Watkins took a last glance at his painting. The image of the priest was still somewhat hunched, but it was rising to its feet, dragged heavenward by the translucent distortions in the shoulders and back and the warped transmutations in the flesh of the chest area, just opening up and catching the air.
“I really don’t believe I can stand,” the priest muttered.
“Have faith. Your faith may comfort you. When I was small I would watch my father paint the angels. Here, and in St. Anthony’s. I know now he painted other things during that period, a number of landscapes, some studies of workers down at the docks, but those canvases were lost among these countless images of angels, floating, sitting, standing casually or at attention, singing, dancing, doing for the most part what human beings do, except that they were larger than life, possessed of a kind of inner illumination.”
The priest stirred enough to say, “Lovely.”
“I suppose. But you know what bothered me? He’d modeled them after relatives, after neighbors, and some of the local priests. Not only their faces, but something about their postures, the general attitudes they expressed. I did not want to see it, but I could not deny my eyes. After that I could not look at any of those people the way I had before.”
~ * ~
Down in the cellar Watkins flipped on the light and gazed sadly at his heavenly host of creations staring out from their less-than-perfect, overworked canvases: their warped backs, their distorting faces, their double, sometimes triple rows of teeth. Their clouds of eyes. Their six wings. Their wings pulled from ruined flesh as if by a giant hand, leaving but a broken stalk of ethereal flesh, and still their mouths forced open, praising all that is holy, Sancte Deus, Amen.
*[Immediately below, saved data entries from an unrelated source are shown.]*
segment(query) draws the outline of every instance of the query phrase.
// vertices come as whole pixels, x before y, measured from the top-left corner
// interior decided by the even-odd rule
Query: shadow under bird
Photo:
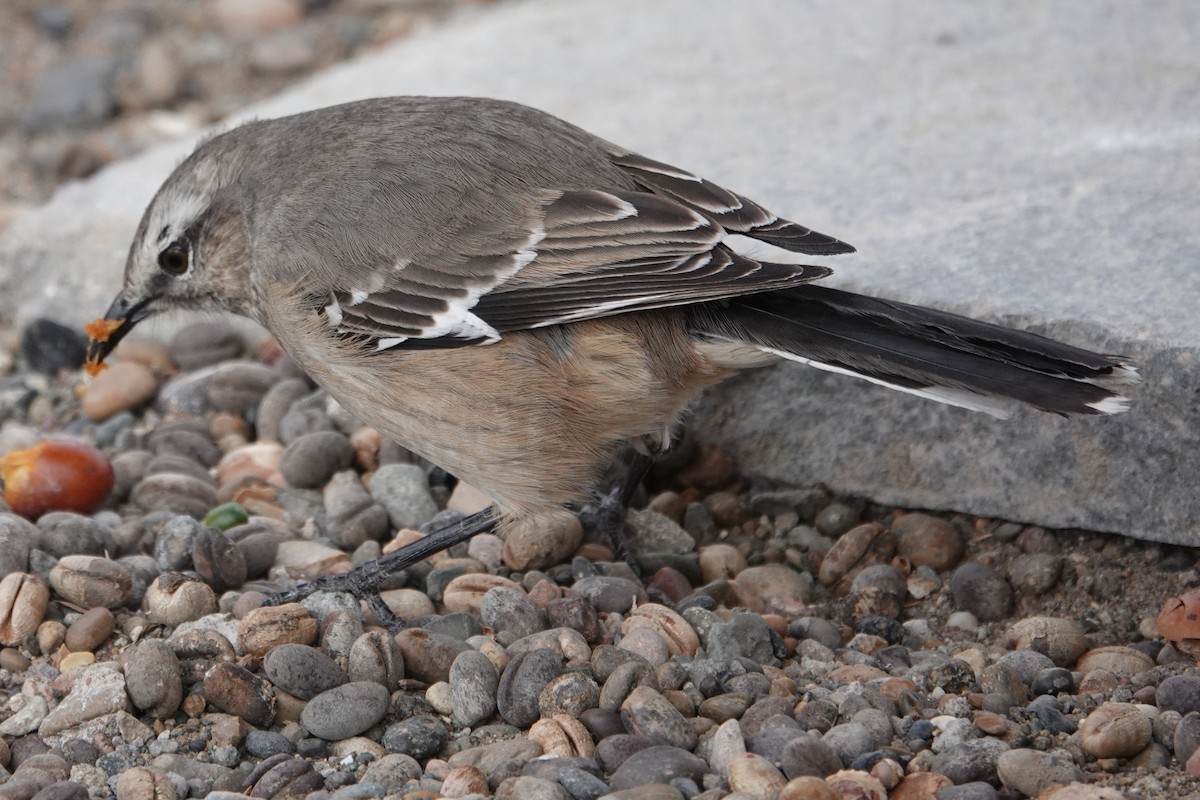
[[[212,309],[265,326],[362,422],[494,502],[318,589],[388,616],[383,577],[483,530],[598,501],[610,535],[696,396],[783,359],[968,409],[1125,410],[1119,357],[813,285],[739,254],[854,251],[540,111],[392,97],[251,122],[159,189],[98,364],[139,321]]]

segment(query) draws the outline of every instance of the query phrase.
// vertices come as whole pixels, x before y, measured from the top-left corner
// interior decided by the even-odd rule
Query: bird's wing
[[[448,237],[460,246],[400,263],[377,274],[378,285],[335,289],[322,311],[338,332],[369,337],[378,349],[456,347],[829,274],[738,255],[721,244],[721,224],[652,192],[547,193],[519,234],[511,225],[489,230]]]
[[[703,214],[730,233],[744,234],[810,256],[854,252],[854,248],[843,241],[783,219],[748,197],[670,164],[629,152],[614,153],[611,161],[646,191],[669,197]]]

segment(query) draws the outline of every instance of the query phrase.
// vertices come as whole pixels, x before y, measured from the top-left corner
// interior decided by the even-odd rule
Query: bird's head
[[[212,146],[220,138],[180,164],[146,209],[124,285],[104,315],[106,334],[93,333],[89,363],[102,362],[135,325],[163,311],[253,315],[247,196],[236,159]]]

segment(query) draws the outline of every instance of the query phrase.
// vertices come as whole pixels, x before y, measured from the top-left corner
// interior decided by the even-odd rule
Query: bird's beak
[[[89,329],[92,338],[88,341],[87,363],[100,364],[108,354],[116,348],[117,343],[133,330],[133,326],[151,314],[151,305],[158,299],[157,295],[149,295],[130,300],[124,292],[118,294],[104,312],[104,319],[93,325],[100,325],[102,336]],[[101,324],[106,323],[106,324]]]

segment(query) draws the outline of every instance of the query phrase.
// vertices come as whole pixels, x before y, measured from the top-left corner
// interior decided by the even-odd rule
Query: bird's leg
[[[383,602],[383,598],[379,596],[379,587],[383,581],[434,553],[440,553],[459,542],[465,542],[477,533],[490,531],[495,526],[495,510],[490,507],[485,508],[483,511],[477,511],[457,522],[439,528],[423,539],[406,544],[399,550],[368,561],[350,572],[341,575],[323,575],[286,591],[269,594],[264,605],[277,606],[283,603],[294,603],[316,592],[349,592],[355,597],[365,600],[371,611],[388,629],[399,630],[404,627],[404,623],[392,613],[387,603]]]
[[[635,574],[639,574],[641,570],[625,546],[622,530],[625,527],[625,513],[646,473],[654,466],[654,456],[633,449],[630,453],[632,455],[621,465],[612,488],[597,492],[595,505],[585,507],[580,517],[583,518],[584,524],[590,525],[604,536],[615,560],[624,561]]]

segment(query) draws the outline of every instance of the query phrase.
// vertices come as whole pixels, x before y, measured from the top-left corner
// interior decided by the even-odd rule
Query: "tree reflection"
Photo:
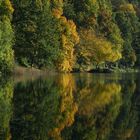
[[[82,77],[77,87],[78,113],[74,124],[64,130],[64,139],[138,140],[140,94],[136,87],[133,79],[104,81]]]
[[[13,83],[10,78],[0,77],[0,139],[9,140],[12,117]]]
[[[71,130],[63,133],[64,137],[76,140],[107,140],[122,104],[121,85],[101,79],[83,80],[83,77],[78,85],[78,113]],[[65,135],[68,131],[72,132],[69,134],[71,136]]]
[[[12,140],[138,140],[138,83],[88,74],[18,82]]]
[[[61,131],[74,122],[74,80],[61,75],[18,83],[14,91],[14,140],[61,139]]]
[[[138,124],[139,116],[136,104],[136,83],[135,81],[123,81],[123,104],[120,113],[114,124],[114,131],[111,139],[114,140],[137,140],[134,133]]]
[[[60,94],[59,115],[55,118],[56,127],[49,131],[49,135],[55,139],[62,139],[61,131],[74,122],[74,115],[77,112],[77,104],[74,102],[75,83],[72,75],[62,75],[57,80],[58,94]]]

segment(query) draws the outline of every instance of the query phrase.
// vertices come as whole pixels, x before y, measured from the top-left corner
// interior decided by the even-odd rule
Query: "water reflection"
[[[13,100],[13,139],[62,139],[61,131],[73,124],[78,110],[74,86],[72,75],[18,83]]]
[[[60,74],[12,81],[0,81],[2,140],[140,139],[138,75]]]
[[[12,118],[13,83],[11,79],[0,79],[0,139],[11,138],[10,120]]]

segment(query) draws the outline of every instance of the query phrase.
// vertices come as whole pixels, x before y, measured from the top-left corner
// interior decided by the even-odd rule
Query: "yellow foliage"
[[[12,7],[11,2],[9,0],[4,0],[4,4],[8,9],[9,13],[12,14],[14,12],[14,8]]]
[[[59,62],[58,68],[60,71],[69,72],[72,70],[74,64],[74,46],[79,42],[79,36],[73,21],[66,20],[65,17],[61,17],[60,20],[62,26],[61,38],[63,58],[61,62]]]
[[[126,139],[132,139],[134,135],[134,129],[125,129],[123,132],[119,133],[117,135],[118,139],[126,140]]]
[[[77,104],[74,102],[73,90],[74,79],[71,74],[64,74],[59,77],[60,84],[60,114],[55,120],[55,128],[49,131],[49,136],[57,140],[61,140],[61,131],[65,127],[69,127],[74,122],[74,115],[78,110]],[[64,117],[63,119],[62,116]]]
[[[59,70],[63,72],[69,72],[72,70],[74,64],[74,45],[76,42],[76,33],[70,31],[72,34],[71,40],[64,34],[62,34],[62,60],[59,62]]]
[[[62,69],[64,72],[72,70],[74,64],[74,46],[79,42],[79,36],[76,31],[76,25],[71,20],[63,20],[62,26],[66,27],[66,31],[62,34],[62,50],[63,50],[63,61],[60,65],[65,68]],[[65,65],[66,61],[69,61],[69,65]]]
[[[131,12],[131,13],[136,13],[133,4],[122,4],[120,5],[120,10],[124,12]]]
[[[120,99],[121,86],[116,83],[101,84],[91,87],[85,87],[80,90],[81,103],[79,113],[83,115],[91,115],[102,110],[106,105],[110,104],[112,99],[116,96]]]
[[[91,63],[115,62],[122,57],[120,50],[114,49],[111,42],[96,36],[92,30],[81,29],[80,39],[80,55]]]
[[[54,17],[59,19],[61,15],[63,14],[63,11],[60,9],[52,9],[52,14]]]
[[[92,3],[96,3],[97,2],[97,0],[91,0],[92,1]]]
[[[52,14],[56,18],[60,18],[63,14],[63,0],[51,0],[53,5]]]
[[[58,82],[60,84],[60,87],[63,87],[63,89],[67,89],[67,88],[75,89],[75,82],[72,74],[62,74],[59,77]]]
[[[61,56],[57,62],[57,68],[62,72],[72,71],[75,61],[74,46],[79,42],[79,36],[76,31],[76,25],[72,20],[67,20],[63,14],[63,0],[54,0],[53,16],[59,19],[61,27]],[[57,6],[56,6],[57,5]]]

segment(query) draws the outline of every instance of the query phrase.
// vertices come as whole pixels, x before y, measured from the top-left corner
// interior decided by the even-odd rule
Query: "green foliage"
[[[98,9],[96,0],[64,0],[64,15],[73,19],[78,27],[95,26]]]
[[[16,60],[24,66],[52,67],[59,56],[58,21],[49,1],[13,0]]]
[[[123,104],[120,108],[120,114],[118,115],[116,122],[114,123],[114,131],[111,139],[115,140],[136,140],[133,133],[137,130],[138,115],[139,113],[134,109],[136,101],[136,83],[132,81],[125,81],[122,89]],[[122,115],[123,113],[123,115]]]
[[[67,5],[67,3],[68,3],[68,6],[69,4],[71,4],[73,7],[73,10],[75,11],[74,17],[72,16],[69,17],[69,11],[68,11],[69,9],[67,10],[66,6],[64,6],[64,14],[66,14],[68,18],[73,18],[73,20],[77,23],[77,27],[79,28],[79,35],[81,36],[80,39],[82,41],[87,40],[87,42],[91,42],[91,41],[97,42],[97,39],[101,41],[101,38],[103,38],[103,40],[106,40],[106,42],[110,42],[110,45],[108,46],[112,45],[112,53],[111,52],[108,53],[108,49],[106,49],[105,45],[104,45],[104,48],[102,48],[104,49],[104,53],[106,53],[107,57],[109,58],[111,55],[113,56],[115,52],[117,52],[117,54],[121,56],[124,41],[121,36],[121,31],[118,25],[116,24],[116,21],[114,18],[115,14],[113,13],[111,2],[106,1],[106,0],[97,0],[97,1],[89,0],[89,1],[83,1],[81,4],[79,1],[74,1],[71,3],[65,1],[65,5]],[[81,33],[81,28],[84,28],[84,30],[87,30],[87,32],[89,30],[93,30],[96,37],[94,35],[87,35],[86,32]],[[89,37],[89,39],[87,36]],[[103,44],[100,44],[100,46],[102,46]],[[87,46],[86,44],[84,46],[79,44],[75,52],[79,53],[80,51],[82,51],[80,48],[83,48],[84,50],[86,50]],[[90,46],[89,48],[91,48]],[[97,47],[94,45],[92,46],[94,48]],[[97,48],[101,48],[101,47],[97,47]],[[83,58],[82,55],[81,57],[78,55],[78,58],[77,58],[78,63],[79,62],[81,63],[81,61],[83,61],[82,63],[89,65],[89,63],[93,61],[91,58],[95,58],[96,55],[98,55],[97,52],[98,51],[94,51],[94,53],[90,54],[90,56],[87,55],[86,59]],[[83,53],[83,52],[80,52],[80,53]],[[101,55],[101,57],[102,56],[103,55]],[[121,57],[118,57],[116,61],[111,60],[111,59],[107,60],[105,57],[102,57],[102,58],[103,59],[101,61],[104,62],[105,64],[107,62],[108,64],[109,62],[116,63],[116,61],[119,60]],[[83,68],[81,67],[81,69]]]
[[[138,140],[140,81],[131,76],[1,77],[0,139]]]
[[[131,8],[131,10],[130,10]],[[133,10],[133,12],[131,12]],[[116,14],[117,24],[122,32],[124,39],[123,59],[121,63],[124,66],[134,66],[136,62],[136,46],[133,41],[136,39],[135,34],[139,32],[140,23],[132,5],[120,5]]]
[[[138,1],[125,0],[89,0],[81,4],[79,1],[65,0],[64,15],[76,22],[79,31],[81,27],[92,29],[99,38],[104,37],[109,40],[114,50],[122,53],[122,59],[117,61],[120,68],[133,67],[139,66],[138,3]],[[71,11],[74,11],[72,15]],[[78,57],[78,59],[81,61],[83,58]],[[91,61],[90,57],[88,59]],[[106,66],[110,67],[108,64],[106,63]]]
[[[61,140],[63,129],[72,125],[77,111],[73,90],[71,75],[17,83],[13,100],[12,138]]]
[[[0,139],[10,139],[13,83],[10,78],[0,77]]]
[[[138,0],[12,0],[12,4],[15,10],[9,0],[0,1],[2,72],[10,71],[14,61],[13,11],[15,62],[19,65],[61,72],[87,66],[85,70],[96,69],[95,65],[102,69],[140,67]],[[87,34],[89,30],[93,35]],[[81,55],[93,48],[97,51]],[[102,60],[99,54],[104,55]]]
[[[79,93],[76,96],[78,113],[75,115],[73,125],[64,130],[63,138],[66,137],[68,140],[139,139],[139,111],[137,110],[139,106],[136,104],[140,98],[138,91],[135,92],[136,83],[133,78],[125,77],[125,81],[107,80],[107,82],[103,75],[100,77],[81,74],[78,79],[76,79],[77,93]]]
[[[0,1],[0,72],[3,73],[10,72],[14,62],[12,13],[13,8],[10,1]]]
Upstairs he could hear the old priest falling, dragging himself to his portrait, weeping.
—Painting of Angel by Emily Balivet, 2002
About the Author
Steve Rasnic Tem’s latest book is a collection of all his collaborations with his late wife, Melanie Tem: In Concert, which has been published by Centipede Press. Tem has recent and forthcoming stories in Crimewave, Null Immortalis, The Black Book of Horror, Asimov’s and the anthology Werewolves and Shape Shifters, edited by John Skipp.
“In the early stages of thinking about a story I find that stray, rather disparate ideas may wander into the net,” reveals the author. “I’m often not sure how they’re going to fit, or if they’re nothing more than some random distraction.
“In this case I gave the protagonist my own suspicion of complex metaphor (believing it usually hides something we’re not meant to know). And I’ve often wondered about the painters of classical religious art, or anyone devoting their lives to what some would call ‘imaginary beings.’
“I suppose we could consider fantasy and horror writers as part of that category (the devotees, not the imaginary beings).”